Context of Interview
The informant, NM, is met in his garden by the collector, BK, his nephew. They speak poolside.
BK: How about folk objects? Often these are handmade crafts, with a long tradition.
NM: Well, my mother is almost a professional Ukrainian egg [maker]. You’ve seen her eggs?
BK: Can you speak to those a little bit?
NM: I think she picked that up completely on her own. It was not something her family did. I think one of her friends introduced her to it. But yeah, I mean, the way it works is you’ve got these small little, little scooping tools that you heat up in a candle, scoop up a little bit of wax. And then if the metal of the scooper is heated up there’s a small pin for coal at the other end of the scoop. So then you’re drawing on an egg with that melted wax in a pattern, and then you’d dye-in a particular column. Let’s say you wanted to dye it blue, and then you wanted to heat up your little tool, the wax melts, and color in the triangle [with wax] that you wanted to remain blue. Then you’re dipping again in another color, so you’re losing whatever didn’t get covered in wax.
NM: So you’re starting off, you know, there’s some planning obviously going on if you’re– if the base color, the whole thing is red, you started with the red egg, and then you’ll have to cover the whole egg with wax and leave a couple [sections open to be re-dyed]. Yeah, like I know [my mother] has one that’s like red, white, and black. So she would have needed to make parts that she wanted to stay white. Make that design. Dip the whole thing in red. Then color all that in, in, in wax to keep the red and then leave little strips if she wanted those black and then dip that last bit in black.
NM: That’s my basic understanding but she’d do it with a full egg, not hard-boiled. And then after it was the way you wanted it, you would take this little contraption that would poke a hole in the bottom and suck out the goop, and put a shellac on it. And then hope the cat doesn’t jump up on the table and knock the basket onto the ground and break them all. Because it happened a couple times.
BK: Oh my gosh, how long would one take to make?

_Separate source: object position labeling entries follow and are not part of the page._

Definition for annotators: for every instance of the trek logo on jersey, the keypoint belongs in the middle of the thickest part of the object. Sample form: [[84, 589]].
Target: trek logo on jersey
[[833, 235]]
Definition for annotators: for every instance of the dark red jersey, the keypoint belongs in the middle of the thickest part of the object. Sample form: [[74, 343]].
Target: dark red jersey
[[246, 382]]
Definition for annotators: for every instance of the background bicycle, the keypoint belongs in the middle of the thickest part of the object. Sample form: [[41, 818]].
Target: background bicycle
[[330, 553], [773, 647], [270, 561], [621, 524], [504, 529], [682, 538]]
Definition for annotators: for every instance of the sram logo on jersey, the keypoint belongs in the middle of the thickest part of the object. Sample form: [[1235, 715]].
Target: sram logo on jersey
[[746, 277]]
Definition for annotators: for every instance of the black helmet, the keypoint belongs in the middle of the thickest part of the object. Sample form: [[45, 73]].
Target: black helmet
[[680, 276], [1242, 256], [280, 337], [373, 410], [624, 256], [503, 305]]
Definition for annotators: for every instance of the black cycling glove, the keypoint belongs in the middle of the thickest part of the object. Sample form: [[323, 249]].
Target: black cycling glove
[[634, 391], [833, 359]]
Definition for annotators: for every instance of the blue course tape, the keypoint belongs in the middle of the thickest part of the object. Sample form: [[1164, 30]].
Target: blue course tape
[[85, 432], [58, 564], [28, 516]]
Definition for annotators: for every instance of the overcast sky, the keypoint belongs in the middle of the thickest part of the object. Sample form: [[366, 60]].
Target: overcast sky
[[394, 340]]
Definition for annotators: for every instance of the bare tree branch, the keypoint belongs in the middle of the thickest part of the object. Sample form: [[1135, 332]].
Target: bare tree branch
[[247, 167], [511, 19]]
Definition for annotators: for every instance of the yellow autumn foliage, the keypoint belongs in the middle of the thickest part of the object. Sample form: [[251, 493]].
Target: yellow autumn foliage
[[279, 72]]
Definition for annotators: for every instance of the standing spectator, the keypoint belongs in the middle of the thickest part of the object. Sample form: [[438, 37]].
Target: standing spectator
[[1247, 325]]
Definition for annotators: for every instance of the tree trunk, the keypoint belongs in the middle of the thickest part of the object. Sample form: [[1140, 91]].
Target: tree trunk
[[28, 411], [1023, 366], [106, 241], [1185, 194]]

NM: Yeah, I mean, it depends on the time she had. But I think if you were dedicated to it on just the weekends. Yeah, weeks. Yeah, cuz it’s, I think, yeah, because it’s slow. It’s kind of slow work getting the wax. And they would actually, my sister would know, too, because they both did it. But my mom was, you know, [my sister is] pretty good at it, too. But my mom was really good at it. And I was little, so I wasn’t really ever paying attention to how long it took. But I think it would take a while. And maybe she’d have a couple going at once, where you’d get a basic pattern going. And what made it easier, were a lot of thick, elastic, rubber bands, so that you could create, you know, you put a thick elastic rubber band around, then you would have a guide that you could follow with your wax. So I think that helped a lot in some of the patterns. But it’s still very time-consuming. I don’t know if that’s big in New England or if she just took a little class on Ukrainian egg making.
The process of Ukrainian egg making is laborious and time-consuming, but the end result is more than beautiful. Their traditional nature adds to their value, but NM’s mother’s involvement calls the value into question. As NM mentions, his mother “picked up” Ukrainian egg making. Their family is mostly Irish; this was not a tradition that was “theirs” or passed down. So, are her Ukrainian eggs still “valid”?
In the case study of the New Mexican Natives selling traditional jewelry at the portal, the courts decided that such “appropriation” would not be supported or protected. But in that case, non-natives were looking to sell native-passing works. NM’s mother does not sell her eggs, though she may gift them. Though I, a non-Ukrainian, take no issue with her hobbyist involvement, I am curious to hear a Ukrainian perspective.